Vv. 12-17. Não há um Deus para os judeus que seja melhor, nem outro para os gentios que seja pior; o Senhor é o Pai de todos os homens. A promessa é a mesma para todos os que invocam o nome do Senhor Jesus como Filho de Deus, como o Deus manifesto em carne. Todos os crentes desta classe invocam ao Senhor Jesus e ninguém mais o fará tão humilde ou sinceramente, mas como alguém que não tem ouvido dEle poderia invocar ao Senhor Jesus, o Salvador divino? Qual é a vida do cristão, senão uma vida de oração? Isto demonstra que sentimos nossa dependência dEle, que estamos prontos para rendermo-nos a Ele, e temos a expectativa confiante acerca de todo o nosso bem por parte dEle. Era necessário que o Evangelho fosse pregado aos gentios. Alguém deveria mostrar-lhes em que deveriam crer. O Evangelho deveria ser bem recebido entre aqueles a quem é pregado! Ele é dado não somente para ser conhecido e crido, mas para ser obedecido. Não é um sistema de noções, mas uma regra de conduta. O início, o progresso e o poder da fé vêm pelo ouvir, mas somente por ouvir a Palavra, porque a Palavra de Deus fortalecerá a fé.

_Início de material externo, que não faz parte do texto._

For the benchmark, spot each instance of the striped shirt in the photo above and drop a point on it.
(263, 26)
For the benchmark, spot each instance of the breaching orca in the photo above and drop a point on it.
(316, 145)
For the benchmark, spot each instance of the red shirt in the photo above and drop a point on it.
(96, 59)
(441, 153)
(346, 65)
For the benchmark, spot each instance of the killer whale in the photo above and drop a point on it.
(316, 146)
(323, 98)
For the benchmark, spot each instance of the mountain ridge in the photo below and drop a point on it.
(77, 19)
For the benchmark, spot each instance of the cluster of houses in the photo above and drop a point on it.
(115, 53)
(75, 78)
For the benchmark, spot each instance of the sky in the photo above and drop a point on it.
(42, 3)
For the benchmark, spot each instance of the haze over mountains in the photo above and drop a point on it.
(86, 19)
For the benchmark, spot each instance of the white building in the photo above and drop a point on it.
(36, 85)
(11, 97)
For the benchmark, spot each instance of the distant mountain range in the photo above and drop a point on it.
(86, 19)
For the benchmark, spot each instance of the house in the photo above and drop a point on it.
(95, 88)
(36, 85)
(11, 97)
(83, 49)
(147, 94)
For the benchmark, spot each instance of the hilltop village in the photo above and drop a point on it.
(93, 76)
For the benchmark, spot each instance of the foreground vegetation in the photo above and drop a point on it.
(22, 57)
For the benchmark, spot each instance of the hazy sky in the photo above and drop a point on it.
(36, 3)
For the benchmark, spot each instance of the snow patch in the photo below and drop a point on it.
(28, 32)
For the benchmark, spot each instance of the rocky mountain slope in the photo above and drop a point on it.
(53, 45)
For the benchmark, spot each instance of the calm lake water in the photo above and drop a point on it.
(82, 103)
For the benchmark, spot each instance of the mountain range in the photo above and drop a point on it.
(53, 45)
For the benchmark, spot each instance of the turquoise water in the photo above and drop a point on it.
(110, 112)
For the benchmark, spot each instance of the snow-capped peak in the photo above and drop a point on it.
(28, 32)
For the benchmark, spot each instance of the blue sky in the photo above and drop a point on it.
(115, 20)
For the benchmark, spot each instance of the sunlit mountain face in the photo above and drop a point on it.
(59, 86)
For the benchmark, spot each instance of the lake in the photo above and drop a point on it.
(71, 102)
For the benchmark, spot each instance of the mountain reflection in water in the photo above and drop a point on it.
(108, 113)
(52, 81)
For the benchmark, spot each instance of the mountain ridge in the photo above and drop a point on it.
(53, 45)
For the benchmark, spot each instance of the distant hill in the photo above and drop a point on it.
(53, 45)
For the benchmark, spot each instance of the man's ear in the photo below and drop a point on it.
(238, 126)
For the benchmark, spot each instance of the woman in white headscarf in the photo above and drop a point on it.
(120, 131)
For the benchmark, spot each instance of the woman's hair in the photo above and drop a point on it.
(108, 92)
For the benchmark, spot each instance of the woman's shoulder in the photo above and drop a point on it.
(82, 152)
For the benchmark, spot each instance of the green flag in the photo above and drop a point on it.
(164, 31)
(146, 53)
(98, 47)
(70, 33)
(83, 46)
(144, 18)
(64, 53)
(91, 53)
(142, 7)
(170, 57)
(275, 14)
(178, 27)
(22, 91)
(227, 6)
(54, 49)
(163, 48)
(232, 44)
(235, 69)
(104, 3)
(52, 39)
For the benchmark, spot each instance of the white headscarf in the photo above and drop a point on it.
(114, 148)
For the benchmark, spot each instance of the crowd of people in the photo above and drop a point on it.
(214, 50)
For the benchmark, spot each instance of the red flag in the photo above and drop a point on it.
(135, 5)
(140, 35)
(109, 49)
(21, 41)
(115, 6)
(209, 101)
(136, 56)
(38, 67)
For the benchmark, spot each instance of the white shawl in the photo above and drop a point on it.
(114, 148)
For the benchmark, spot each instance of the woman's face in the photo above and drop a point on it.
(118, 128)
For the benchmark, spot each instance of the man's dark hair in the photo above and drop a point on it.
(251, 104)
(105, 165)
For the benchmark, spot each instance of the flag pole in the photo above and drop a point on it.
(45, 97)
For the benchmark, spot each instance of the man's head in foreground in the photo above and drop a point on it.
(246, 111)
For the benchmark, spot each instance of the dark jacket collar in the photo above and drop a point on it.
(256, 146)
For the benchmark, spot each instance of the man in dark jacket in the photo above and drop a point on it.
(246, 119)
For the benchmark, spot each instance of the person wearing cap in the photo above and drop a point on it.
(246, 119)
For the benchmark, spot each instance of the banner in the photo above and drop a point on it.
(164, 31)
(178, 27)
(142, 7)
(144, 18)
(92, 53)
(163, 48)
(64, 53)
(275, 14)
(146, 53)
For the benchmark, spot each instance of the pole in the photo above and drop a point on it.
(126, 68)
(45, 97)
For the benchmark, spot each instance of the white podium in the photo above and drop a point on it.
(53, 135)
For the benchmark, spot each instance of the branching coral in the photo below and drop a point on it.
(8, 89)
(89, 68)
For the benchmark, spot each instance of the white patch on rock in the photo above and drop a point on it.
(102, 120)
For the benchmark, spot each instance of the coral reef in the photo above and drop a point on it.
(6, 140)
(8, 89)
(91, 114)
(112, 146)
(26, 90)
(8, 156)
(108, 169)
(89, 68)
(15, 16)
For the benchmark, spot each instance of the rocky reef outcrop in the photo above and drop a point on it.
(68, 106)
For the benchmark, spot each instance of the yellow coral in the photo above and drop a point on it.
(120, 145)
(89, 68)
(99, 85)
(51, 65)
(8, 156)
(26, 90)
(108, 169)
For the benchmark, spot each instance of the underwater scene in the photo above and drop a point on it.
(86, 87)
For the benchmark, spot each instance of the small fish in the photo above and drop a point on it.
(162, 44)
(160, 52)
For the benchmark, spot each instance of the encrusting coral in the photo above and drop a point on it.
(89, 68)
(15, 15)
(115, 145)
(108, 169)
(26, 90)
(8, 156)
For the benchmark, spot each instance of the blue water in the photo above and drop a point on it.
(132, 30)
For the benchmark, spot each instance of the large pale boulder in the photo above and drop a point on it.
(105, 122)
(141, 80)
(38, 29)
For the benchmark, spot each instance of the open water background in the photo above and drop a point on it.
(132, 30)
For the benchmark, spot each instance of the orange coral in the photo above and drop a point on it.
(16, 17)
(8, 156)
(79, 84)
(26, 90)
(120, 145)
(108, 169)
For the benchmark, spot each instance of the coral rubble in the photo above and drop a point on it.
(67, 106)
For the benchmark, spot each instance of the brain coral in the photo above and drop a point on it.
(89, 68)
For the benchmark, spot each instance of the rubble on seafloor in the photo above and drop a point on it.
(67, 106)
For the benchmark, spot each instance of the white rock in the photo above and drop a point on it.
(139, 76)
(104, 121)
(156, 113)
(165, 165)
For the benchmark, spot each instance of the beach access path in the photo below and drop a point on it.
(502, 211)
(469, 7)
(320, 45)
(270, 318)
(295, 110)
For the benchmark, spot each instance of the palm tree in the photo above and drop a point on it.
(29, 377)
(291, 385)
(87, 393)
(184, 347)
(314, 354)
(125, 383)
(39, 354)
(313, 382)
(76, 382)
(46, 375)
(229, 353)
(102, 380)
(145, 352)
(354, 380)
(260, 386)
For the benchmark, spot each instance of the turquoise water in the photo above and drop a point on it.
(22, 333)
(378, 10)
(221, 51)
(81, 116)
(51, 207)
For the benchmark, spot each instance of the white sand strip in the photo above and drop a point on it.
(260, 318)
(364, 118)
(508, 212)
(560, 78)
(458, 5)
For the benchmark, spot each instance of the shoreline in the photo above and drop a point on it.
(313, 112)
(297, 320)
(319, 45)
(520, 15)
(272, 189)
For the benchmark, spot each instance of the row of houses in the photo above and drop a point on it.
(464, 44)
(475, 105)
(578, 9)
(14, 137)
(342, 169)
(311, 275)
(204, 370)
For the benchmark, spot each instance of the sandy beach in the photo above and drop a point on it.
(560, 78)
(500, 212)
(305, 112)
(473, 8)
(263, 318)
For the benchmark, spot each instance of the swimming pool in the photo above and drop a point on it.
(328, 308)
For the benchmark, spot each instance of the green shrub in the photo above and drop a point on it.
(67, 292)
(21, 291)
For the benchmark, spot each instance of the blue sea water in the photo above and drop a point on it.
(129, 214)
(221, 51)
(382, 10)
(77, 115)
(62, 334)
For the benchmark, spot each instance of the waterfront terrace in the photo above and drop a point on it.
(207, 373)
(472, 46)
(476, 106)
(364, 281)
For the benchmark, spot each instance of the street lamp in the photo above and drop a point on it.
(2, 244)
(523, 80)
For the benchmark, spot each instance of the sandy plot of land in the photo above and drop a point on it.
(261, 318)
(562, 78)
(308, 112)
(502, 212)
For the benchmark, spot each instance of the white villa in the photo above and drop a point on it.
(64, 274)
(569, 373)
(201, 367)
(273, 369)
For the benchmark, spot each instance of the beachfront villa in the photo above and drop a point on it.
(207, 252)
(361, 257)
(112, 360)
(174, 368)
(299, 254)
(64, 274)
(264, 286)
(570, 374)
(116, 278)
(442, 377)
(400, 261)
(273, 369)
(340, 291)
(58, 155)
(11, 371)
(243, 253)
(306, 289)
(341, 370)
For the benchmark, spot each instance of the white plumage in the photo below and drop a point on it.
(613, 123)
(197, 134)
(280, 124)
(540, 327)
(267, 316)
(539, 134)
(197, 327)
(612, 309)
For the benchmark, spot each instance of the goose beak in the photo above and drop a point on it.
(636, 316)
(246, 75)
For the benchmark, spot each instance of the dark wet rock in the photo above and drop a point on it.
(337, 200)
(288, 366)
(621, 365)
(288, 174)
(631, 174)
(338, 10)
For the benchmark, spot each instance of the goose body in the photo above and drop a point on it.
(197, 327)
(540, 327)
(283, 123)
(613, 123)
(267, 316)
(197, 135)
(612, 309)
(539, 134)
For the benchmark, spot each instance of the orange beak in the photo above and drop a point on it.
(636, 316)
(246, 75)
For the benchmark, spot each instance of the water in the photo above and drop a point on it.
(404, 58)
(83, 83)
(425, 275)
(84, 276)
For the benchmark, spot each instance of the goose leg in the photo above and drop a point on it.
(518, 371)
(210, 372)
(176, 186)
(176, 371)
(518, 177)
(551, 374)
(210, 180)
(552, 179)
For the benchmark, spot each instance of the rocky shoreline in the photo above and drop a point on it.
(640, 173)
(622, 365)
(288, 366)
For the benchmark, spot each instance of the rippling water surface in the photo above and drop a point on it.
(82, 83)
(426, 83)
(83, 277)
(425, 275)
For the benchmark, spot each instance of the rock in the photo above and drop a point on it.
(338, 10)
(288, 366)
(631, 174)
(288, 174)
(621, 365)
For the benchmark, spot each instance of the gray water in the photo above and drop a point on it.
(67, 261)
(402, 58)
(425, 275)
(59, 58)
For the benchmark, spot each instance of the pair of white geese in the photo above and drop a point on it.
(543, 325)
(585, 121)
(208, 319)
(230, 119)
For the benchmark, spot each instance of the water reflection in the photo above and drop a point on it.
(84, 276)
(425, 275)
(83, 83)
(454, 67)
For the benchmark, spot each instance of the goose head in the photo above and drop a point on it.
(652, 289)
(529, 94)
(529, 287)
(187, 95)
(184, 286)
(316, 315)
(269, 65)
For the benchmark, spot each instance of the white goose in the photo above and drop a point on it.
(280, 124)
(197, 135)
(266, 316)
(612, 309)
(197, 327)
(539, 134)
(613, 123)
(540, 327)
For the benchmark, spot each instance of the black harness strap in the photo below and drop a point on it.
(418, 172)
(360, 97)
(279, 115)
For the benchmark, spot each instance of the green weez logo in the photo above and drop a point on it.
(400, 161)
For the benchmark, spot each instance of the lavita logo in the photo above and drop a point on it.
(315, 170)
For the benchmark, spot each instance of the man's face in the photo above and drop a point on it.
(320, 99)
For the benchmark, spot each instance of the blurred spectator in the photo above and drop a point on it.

Vv. 18-21. Os judeus não sabiam que os gentios seriam chamados? Eles poderiam ter sabido por Moisés e Isaías. Isaías fala claramente da graça e do favor de Deus, que avançam para ser recebidos pelos gentios. Não foi este o nosso caso? Não começou Deus com amor, e não se nos deu a conhecer quando não perguntávamos por Ele? A paciência de Deus para com os pecadores provocadores é maravilhosa. O tempo da paciência de Deus é chamado um dia, leve como um dia e apto para o trabalho e os negócios; porém, limitado como o dia, e há uma noite que coloca fim a ele. A paciência de Deus agrava a desobediência do homem e a torna mais pecaminosa. Podemos nos maravilhar diante da misericórdia de Deus, que a sua bondade não seja vencida pela maldade do homem; podemos nos maravilhar diante da iniquidade do homem, que muitas vezes a sua maldade não seja vencida pela bondade de Deus. É motivo de alegria, pensar que Deus tem enviado a mensagem de graça a tantos milhões de pessoas, pela ampla difusão de seu Evangelho.